潮騒に混じり歌声が聞こえてくる。あなたは海岸を見回す。南洋樹を生やした岬の裏側から聞こえる。心地よい音律に誘われ、あなたは海べりを歩いていった。竪琴を抱いた女の後姿が見えた。下肢を潮溜まりに浸し、美しい歌声を響かせる。あなたは女へと引き寄せられてゆく。数名の狩猟者が木陰から姿を現し、あなたを引き止める。「正気かっ、あれは海歌姫(ナイゾーリ)だっ!」、肩頬に一撃を受け、あなたは我に返った。海辺の女を見ると、こちらへと振り返るところだ。隠された下肢が露となる。鮮やかな青緑の鱗に覆われた、魚類のそれであった。

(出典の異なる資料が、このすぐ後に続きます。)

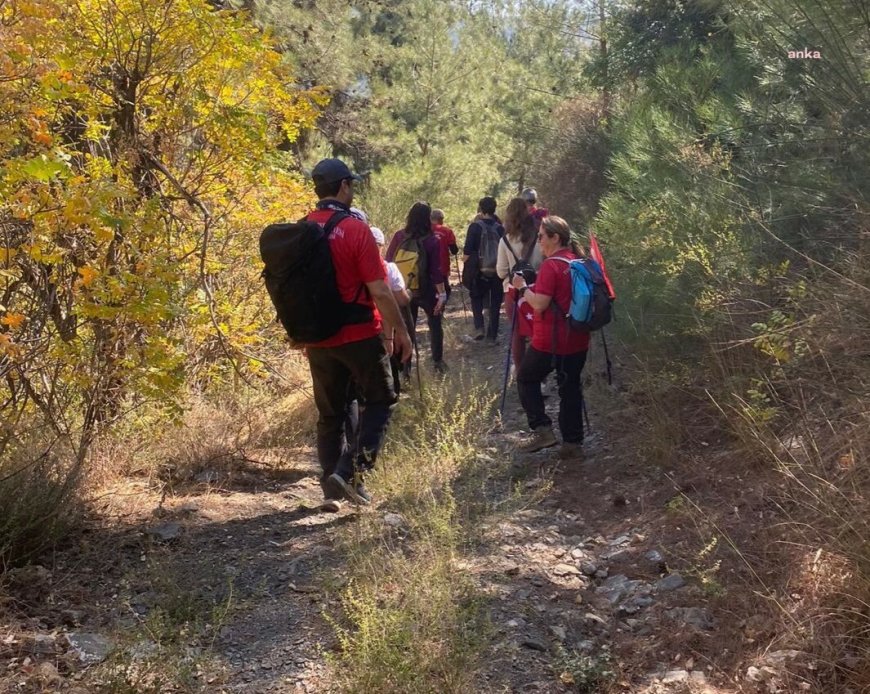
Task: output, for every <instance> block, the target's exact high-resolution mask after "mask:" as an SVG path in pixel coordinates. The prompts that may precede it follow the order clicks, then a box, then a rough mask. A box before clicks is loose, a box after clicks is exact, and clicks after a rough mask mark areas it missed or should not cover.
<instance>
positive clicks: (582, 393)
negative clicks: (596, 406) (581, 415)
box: [580, 376, 592, 431]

海辺の女は妖艶な笑みを浮かべ、竪琴を爪弾く。奏でられた音階は殷々と反響し、あなたの意識を鈍磨する。一隊の頭目が何かを叫んでいる、「拾えっ!音符を拾うんだっ!急げっ!」。胡乱に思いながらも、あなたは砂浜を見回す。点々と音符らしきものが落ちている。奇妙なことだと思いながらも、あなたは音符を拾い上げた。あなたは意識の鮮明さを取り戻した。試練を越えた狩猟者が、海歌姫に迫ろうとしている。あなたも、昏倒した狩猟者を跨ぎ越え、彼らに続いた。

 

竪琴に狩猟者の斬撃が食い込み、装飾の一部を弾き飛ばす。海歌姫は苛立ちを露にした。女の円舞に呼応し、氷柱が次々と立ち上がる。罠を逃れようと狩猟者は得物を振るうが、堅牢な檻は鋼を弾き返す。ひときわ大きく、潮騒が聞こえる。気配を増幅しながら、刻々と寄せて来ている。狩猟者は耳をそばだて、青褪める。濁流が押し寄せてきた。氷柱を乗り越え、すべてを飲み込む。最後にあなたは聞いた、海に消える命を悼む、物悲しい歌声を。

波打ち際に洗われ、あなたは意識を取り戻した。夢と現の境目は定かではなかった。ただ、あなたの懐には由来の知れぬ金の装飾が残っていた。